These words are lifted not from a talk by any of the leaders in this nascent field but from the pages of Solar, a 2010 novel by the British writer Ian McEwan. A keen observer of science, who has previously scattered it through his novels Enduring Love and Saturday and has spoken passionately about the dangers of global warming, McEwan likes to do his homework. Solar describes the tragicomic exploits of quantum physicist, Nobel laureate and philanderer Michael Beard as he misappropriates an idea to develop a solar-driven method to split water into its elements. The key, as the young researcher who came up with the notion explains, is quantum coherence.
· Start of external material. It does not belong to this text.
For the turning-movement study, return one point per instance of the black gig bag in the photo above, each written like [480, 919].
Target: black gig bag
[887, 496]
“I wanted to give him a technology still on the lab bench”, says McEwan. He came across Fleming’s research in Nature or Science (he forgets which, but looks regularly at both), and decided that this was what he needed. After ‘rooting around’, he felt there was justification for supposing that a bright postdoc might have had the idea in 2000. It remained to fit that in with Beard’s supposed work in quantum physics. This task was performed with the help of Cambridge physicist Graham Mitchison, who ‘reverse-engineered’ Beard’s Nobel citation which appears in Solar’s appendix: “Beard’s theory revealed that the events that take place when radiation interacts with matter propagate coherently over a large scale compared to the size of atoms.”